Beberapa tokoh masyarakat di Butur mendorong agar ke depan ada program khusus edukasi keselamatan laut, sinergi antara pemerintah daerah dan instansi terkait. “Jangan tunggu ada korban lagi baru kita sibuk. Harus sekarang pi kita perketat aturan keselamatan,” ujar salah satu tokoh sambil memantau pergerakan perahu SAR dari kejauhan.
Sementara itu, di Kendari sebagai ibu kota provinsi, peristiwa di Butur ini ikut jadi bahan diskusi hangat di warung kopi dan grup WhatsApp warga. “Kalau kejadian begini di Teluk Kendari, bagaimana kesiapan kita?” tanya salah satu warga yang sering melintas di kawasan wisata bahari. Pertanyaan ini menggema sampai ke telinga pegiat kebencanaan yang selama ini aktif mengawal isu-isu keselamatan transportasi air.
Harapan Keluarga dan Langkah Lanjut Pencarian
Di tengah semua geger ini, keluarga korban memilih berpegang pada harapan terakhir. Setiap kali perahu SAR kembali ke darat, mereka berdiri, menatap tajam seolah mencari sosok yang mereka kenal. Tapi begitu petugas menggeleng pelan, air mata kembali jatuh. Kassian, suasana bikin kita semua elus dada mi di lokasi.
Pihak Basarnas sendiri menegaskan operasi akan terus dilanjutkan sesuai standar durasi pencarian orang hilang di laut. Jika sampai hari keberapa belum ada hasil, biasanya akan ada evaluasi menyeluruh. Namun untuk saat ini, fokus utama tetap satu: menemukan korban, apapun kondisinya, demi memberi kepastian bagi keluarga.

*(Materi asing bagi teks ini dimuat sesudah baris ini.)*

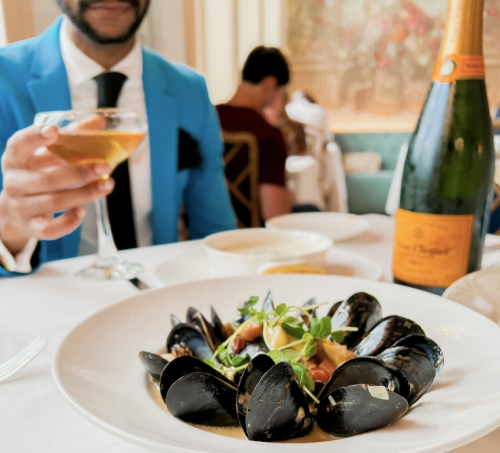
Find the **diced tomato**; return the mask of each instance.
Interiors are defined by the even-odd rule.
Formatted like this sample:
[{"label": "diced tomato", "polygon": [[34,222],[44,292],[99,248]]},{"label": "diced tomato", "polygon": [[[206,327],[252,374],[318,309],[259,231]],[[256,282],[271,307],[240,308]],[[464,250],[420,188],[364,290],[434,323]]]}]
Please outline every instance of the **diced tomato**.
[{"label": "diced tomato", "polygon": [[247,344],[246,340],[241,338],[241,336],[237,336],[234,340],[233,343],[231,344],[231,351],[233,351],[233,354],[238,354],[245,345]]},{"label": "diced tomato", "polygon": [[314,382],[325,383],[331,375],[324,368],[312,368],[309,370],[309,376]]},{"label": "diced tomato", "polygon": [[258,337],[262,337],[263,333],[264,326],[262,324],[259,324],[257,322],[249,322],[245,327],[243,327],[240,335],[241,338],[246,341],[253,341]]},{"label": "diced tomato", "polygon": [[323,360],[319,364],[318,368],[321,368],[322,370],[328,371],[328,373],[330,374],[330,376],[337,369],[337,367],[332,362],[330,362],[328,359]]}]

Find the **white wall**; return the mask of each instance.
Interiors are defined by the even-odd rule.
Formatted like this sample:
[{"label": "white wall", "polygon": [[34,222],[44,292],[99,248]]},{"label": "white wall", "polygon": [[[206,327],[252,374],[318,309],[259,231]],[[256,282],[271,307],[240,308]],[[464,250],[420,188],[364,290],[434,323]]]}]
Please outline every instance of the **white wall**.
[{"label": "white wall", "polygon": [[5,21],[3,17],[3,4],[0,0],[0,47],[7,45],[7,33],[5,32]]},{"label": "white wall", "polygon": [[33,5],[35,35],[38,36],[50,27],[61,11],[55,0],[31,0],[31,3]]}]

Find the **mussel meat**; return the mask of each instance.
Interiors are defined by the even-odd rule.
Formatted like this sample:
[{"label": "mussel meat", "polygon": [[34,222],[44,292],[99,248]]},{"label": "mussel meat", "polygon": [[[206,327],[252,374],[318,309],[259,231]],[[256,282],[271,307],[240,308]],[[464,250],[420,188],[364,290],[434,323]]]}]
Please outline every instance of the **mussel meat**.
[{"label": "mussel meat", "polygon": [[[203,334],[190,324],[178,324],[170,331],[167,337],[167,352],[170,352],[175,345],[185,351],[186,348],[200,360],[211,359],[214,351],[212,351]],[[178,348],[178,346],[175,346]]]}]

Warga Butur dan sekitarnya diimbau untuk segera melapor jika melihat benda atau tanda-tanda yang berpotensi terkait dengan korban di sepanjang garis pantai. “Jangan tunda-tunda, lihat sedikit yang mencurigakan langsung lapor toh, itu bisa jadi petunjuk penting,” tegas aparat di posko.
Warga Kota Lulo, kita sama-sama doakan semoga operasi pencarian pria hilang di Butur ini segera membuahkan hasil. Laut terlihat tenang, tapi menyimpan misteri yang dalam. Mantap djiwa kalau semua pihak bisa saling bantu dan jaga keselamatan, supaya kejadian mencekam begini tidak terulang lagi, di?